This past weekend, Alli and I went over to a friends’ place for a board game night, and the group decided to play this dumb party game called “Beat That.”
The premise: The game includes chopsticks, dice, plastic cups, a tape measure, and ping pong balls, and you take turns drawing from a deck of “challenge” cards.
The challenge cards give you random tasks to do with the items – i.e., “balance a die on your nose and spin around in a circle on your tip toes. If the die doesn’t fall, you win.” You get little chips to bet on yourself for each challenge, and at the end of the game, the person with the most chips wins.
It’s basically a drinking game.
But it was a church gathering so we drank the Kroger’s version of La Croix.
Anyway, I was awful at this dumb game. I kept overestimating my ability to do these dumb challenges and so I kept losing my dumb chips.
I finished with a score of three. Only one person scored worse, and I think they did badly on purpose.
As you can tell, I’m not mad.
But if I was mad, I’d be mad about the challenge where we got three chances to flick a ping-pong ball across the wooden floor and have it stop anywhere between 36 and 48 inches.
Just flick a ping-pong ball three-to-four feet? Too easy.
I should’ve been a pro at this.
I played marbles as a kid. Once. But I had the technique down. The trick is to flick the ball with your thumb instead of using the raw, haphazard power of your index finger.

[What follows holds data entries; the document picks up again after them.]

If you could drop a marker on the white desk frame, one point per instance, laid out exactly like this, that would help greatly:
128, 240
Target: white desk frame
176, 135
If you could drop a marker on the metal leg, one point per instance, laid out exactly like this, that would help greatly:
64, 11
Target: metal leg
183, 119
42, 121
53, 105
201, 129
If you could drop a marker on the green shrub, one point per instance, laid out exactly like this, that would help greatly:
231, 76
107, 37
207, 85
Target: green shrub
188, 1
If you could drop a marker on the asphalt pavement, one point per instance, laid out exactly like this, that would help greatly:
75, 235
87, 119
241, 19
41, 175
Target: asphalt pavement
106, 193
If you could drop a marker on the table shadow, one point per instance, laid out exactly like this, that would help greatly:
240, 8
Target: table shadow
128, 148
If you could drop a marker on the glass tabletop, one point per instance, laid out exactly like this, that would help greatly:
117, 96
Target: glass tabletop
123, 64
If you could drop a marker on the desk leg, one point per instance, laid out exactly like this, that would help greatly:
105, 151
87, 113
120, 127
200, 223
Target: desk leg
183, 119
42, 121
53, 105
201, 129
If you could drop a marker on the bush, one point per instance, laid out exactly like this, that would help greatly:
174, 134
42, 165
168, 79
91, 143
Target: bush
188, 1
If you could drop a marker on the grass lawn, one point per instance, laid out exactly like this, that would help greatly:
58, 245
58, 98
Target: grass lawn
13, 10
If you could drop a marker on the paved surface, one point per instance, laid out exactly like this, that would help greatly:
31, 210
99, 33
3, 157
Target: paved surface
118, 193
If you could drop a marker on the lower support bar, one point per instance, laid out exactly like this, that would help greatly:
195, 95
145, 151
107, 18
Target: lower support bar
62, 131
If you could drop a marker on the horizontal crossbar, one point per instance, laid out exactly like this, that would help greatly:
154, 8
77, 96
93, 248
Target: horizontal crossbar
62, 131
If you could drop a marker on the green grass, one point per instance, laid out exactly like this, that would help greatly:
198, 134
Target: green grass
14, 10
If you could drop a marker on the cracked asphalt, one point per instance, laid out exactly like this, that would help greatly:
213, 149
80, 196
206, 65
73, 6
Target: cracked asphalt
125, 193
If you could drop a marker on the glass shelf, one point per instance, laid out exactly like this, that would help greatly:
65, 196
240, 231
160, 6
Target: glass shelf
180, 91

I knew this, so I wagered a lot of chips.
I sat down on the slick hardwood floor and took a few practice flicks to loosen up. I eyed the tape measure. I did that thing where you lick your index finger and hold it up to test the direction and strength of the wind. There was no wind. I took aim.
My first flick rolled 34 inches.
“Good start!” said Alli, patting me on the shoulder.
“Aha,” I thought. “I only need to flick it a tiny bit harder to cover those last couple of inches.”
I flicked it a tiny bit harder. The ball rolled 92 inches.
“Hehmm,” I grunted.
The room went quiet.
I stood up and eyed the tape measure again, stretching out my thumb. I paced out the distance. Then I sat back down and lined things up with meticulous care, sweating slightly.
I knew this was my final chance – but this time, I also knew I had the measure of the task.
My third flick started off with just the right bit of momentum. It felt perfect, and as the ball rolled toward the markers it drew an anticipatory murmur from the crowd, like when a golfer taps a long putt and it becomes increasingly clear that it’s weaving an inevitable path toward the hole.
The ping-pong ball approached the three-foot mark and slowed – and slowed – and, with a final, halting half-rotation, stopped.
At 35 1/2 inches.
“Good try!” said Alli, patting me on the shoulder again.
“$clkad4%” I said, suppressing a strong desire to stomp on that worthless ping-pong ball. Instead, I went back to the kitchen and cracked open another can of Simple Truth Organic Mango Grapefruit Seltzer.
Here’s where I’m going with this…
I think, too often, we treat life / art like one of those dumb challenges.
We only give ourselves a few chances to succeed, and then when we don’t get things right quickly, we call it failing.
If I’d gotten more flicks, I would’ve won. Eventually.
In life / music, you get more flicks.
Case in point: I’ve talked to three or four artists in the past month who have really hated on SubmitHub. It’s totally understandable to hate on SubmitHub. But when I asked those artists about their experiences on the platform, they all said some version of this:
“Well, I submitted to five or six blogs and they all rejected me, and the feedback I got was really annoying, so I don’t think SubmitHub works.”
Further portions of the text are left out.